Objective: Heart failure (HF) can be difficult to diagnose by physical examination alone. We examined whether wristband technologies may facilitate more accurate bedside testing.
Approach: We studied on a cohort of 97 monitored in-patients and performed a cross-sectional analysis to predict HF with data from the wearable and other clinically available data. We recorded photoplethysmography (PPG) and accelerometry data using the wearable at 128 samples per second for 5 min. HF diagnosis was ascertained via chart review. We extracted four features of beat-to-beat variability and signal quality, and used them as inputs to a machine learning classification algorithm.

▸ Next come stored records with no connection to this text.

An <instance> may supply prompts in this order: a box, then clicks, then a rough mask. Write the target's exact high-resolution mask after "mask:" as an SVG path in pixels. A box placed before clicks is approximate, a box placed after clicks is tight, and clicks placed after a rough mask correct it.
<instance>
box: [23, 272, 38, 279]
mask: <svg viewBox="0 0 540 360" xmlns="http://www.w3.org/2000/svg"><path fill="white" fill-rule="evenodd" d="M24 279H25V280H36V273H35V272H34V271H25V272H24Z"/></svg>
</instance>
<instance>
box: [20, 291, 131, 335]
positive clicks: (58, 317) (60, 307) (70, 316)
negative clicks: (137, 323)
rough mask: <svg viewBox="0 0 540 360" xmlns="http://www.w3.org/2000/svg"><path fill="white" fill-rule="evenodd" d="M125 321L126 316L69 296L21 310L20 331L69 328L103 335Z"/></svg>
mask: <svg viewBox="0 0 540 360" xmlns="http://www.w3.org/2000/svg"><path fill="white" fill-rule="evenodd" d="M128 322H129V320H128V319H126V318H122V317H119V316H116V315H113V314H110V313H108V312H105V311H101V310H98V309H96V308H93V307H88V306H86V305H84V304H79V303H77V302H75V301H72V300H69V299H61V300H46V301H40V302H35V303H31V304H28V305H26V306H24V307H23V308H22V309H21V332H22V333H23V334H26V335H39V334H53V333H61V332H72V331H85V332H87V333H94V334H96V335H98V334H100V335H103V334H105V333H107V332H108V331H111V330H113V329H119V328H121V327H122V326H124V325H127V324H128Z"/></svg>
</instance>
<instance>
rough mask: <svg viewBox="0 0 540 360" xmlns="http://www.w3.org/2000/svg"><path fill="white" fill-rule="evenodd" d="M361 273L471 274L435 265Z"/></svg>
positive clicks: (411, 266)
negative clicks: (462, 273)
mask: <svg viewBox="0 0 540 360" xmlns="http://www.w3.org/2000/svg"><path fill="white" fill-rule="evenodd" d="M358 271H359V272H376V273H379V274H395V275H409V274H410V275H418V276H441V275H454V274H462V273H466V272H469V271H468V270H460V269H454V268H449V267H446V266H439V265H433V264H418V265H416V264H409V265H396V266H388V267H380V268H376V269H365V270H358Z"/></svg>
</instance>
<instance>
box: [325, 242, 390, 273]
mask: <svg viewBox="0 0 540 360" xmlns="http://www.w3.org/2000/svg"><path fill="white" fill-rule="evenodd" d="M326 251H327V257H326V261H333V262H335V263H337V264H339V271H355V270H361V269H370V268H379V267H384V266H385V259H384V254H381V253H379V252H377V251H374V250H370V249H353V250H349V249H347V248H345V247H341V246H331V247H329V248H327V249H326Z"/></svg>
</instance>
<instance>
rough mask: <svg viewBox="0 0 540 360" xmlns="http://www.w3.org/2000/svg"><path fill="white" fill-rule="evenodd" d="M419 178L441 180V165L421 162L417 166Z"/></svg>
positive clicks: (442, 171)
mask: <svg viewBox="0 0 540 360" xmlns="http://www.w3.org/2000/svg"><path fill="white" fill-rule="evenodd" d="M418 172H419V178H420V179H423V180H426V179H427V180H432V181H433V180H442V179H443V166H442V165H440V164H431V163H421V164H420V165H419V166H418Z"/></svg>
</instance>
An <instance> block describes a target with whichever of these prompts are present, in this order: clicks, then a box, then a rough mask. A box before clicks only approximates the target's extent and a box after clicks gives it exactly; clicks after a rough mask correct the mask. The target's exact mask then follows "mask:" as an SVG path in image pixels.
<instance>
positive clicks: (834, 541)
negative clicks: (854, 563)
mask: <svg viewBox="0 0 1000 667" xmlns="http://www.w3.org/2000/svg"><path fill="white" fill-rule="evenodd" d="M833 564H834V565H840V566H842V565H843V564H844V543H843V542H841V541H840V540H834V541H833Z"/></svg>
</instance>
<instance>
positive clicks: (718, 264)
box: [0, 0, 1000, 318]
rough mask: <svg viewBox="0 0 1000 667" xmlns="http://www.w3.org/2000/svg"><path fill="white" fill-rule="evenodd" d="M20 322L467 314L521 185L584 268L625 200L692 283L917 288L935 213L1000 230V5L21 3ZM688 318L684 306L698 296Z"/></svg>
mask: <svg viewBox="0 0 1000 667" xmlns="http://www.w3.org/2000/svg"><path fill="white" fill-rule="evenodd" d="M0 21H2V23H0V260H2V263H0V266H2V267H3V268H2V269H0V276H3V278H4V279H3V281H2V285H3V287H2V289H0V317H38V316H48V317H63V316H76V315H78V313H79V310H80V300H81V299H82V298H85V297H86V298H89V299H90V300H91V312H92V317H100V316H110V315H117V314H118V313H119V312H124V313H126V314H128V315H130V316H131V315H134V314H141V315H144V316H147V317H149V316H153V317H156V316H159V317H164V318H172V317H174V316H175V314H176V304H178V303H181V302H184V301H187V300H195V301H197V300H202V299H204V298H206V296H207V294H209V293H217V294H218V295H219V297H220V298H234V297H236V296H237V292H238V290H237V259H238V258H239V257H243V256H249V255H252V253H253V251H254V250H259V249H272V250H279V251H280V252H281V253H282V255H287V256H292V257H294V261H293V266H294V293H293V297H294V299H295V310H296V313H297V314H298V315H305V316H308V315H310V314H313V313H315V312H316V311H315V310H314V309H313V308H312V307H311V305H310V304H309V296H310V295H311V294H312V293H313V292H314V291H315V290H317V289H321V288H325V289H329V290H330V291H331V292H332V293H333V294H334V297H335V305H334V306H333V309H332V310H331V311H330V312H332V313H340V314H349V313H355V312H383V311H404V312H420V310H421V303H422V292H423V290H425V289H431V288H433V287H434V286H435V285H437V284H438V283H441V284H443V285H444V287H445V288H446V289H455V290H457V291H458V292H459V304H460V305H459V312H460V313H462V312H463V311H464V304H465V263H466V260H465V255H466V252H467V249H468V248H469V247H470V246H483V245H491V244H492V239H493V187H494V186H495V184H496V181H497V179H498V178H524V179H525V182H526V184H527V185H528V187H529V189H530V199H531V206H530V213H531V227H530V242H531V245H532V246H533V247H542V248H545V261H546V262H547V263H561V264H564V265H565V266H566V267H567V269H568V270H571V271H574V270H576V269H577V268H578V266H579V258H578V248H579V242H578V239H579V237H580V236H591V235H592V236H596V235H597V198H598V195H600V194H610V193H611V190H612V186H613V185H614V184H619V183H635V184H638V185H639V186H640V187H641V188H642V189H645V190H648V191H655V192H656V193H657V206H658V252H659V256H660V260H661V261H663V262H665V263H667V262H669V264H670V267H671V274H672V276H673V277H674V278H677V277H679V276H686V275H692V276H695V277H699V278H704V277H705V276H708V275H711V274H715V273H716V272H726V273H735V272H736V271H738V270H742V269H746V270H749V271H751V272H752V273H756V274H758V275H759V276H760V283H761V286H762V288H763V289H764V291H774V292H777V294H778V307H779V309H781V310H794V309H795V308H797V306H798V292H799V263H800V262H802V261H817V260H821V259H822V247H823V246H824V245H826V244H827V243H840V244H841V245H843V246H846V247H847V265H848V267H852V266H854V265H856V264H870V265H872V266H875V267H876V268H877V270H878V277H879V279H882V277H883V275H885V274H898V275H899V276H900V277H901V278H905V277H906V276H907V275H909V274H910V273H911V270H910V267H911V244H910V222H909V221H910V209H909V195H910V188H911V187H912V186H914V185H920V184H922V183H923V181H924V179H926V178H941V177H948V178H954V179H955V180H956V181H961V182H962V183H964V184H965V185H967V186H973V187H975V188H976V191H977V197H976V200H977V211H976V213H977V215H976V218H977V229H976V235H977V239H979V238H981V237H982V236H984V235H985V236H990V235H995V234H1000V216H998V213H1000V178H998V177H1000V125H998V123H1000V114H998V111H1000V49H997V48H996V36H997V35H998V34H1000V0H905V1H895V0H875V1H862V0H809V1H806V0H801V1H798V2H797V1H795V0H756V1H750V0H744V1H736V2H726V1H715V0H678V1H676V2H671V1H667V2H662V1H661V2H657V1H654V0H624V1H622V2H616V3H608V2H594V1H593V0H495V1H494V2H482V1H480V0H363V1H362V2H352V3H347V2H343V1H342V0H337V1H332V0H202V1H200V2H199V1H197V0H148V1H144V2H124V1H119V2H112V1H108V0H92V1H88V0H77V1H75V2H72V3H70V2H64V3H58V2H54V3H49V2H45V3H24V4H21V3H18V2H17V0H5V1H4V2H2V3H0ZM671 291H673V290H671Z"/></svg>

Main results: The median [interquartile] age was 60 [51 68] years, 65% were men, and 54% had heart failure; in addition, 30% had acutely decompensated HF. The best 10-fold cross-validated testing performance for the diagnosis of HF was achieved using a support vector machine. The waveform-based features alone achieved a pooled test area under the curve (AUC) of 0.80; when a high-sensitivity cut-point (90%) was chosen, the specificity was 50%. When adding demographics, medical history, and vital signs, the AUC improved to 0.87, and specificity improved to 72% (90% sensitivity).
Significance: In a cohort of monitored in-patients, we were able to build an HF classifier from data gathered on a wristband wearable. To our knowledge, this is the first study to demonstrate an algorithm using wristband technology to classify HF patients. This supports the use of such a device as an adjunct tool in bedside diagnostic evaluation and risk stratification.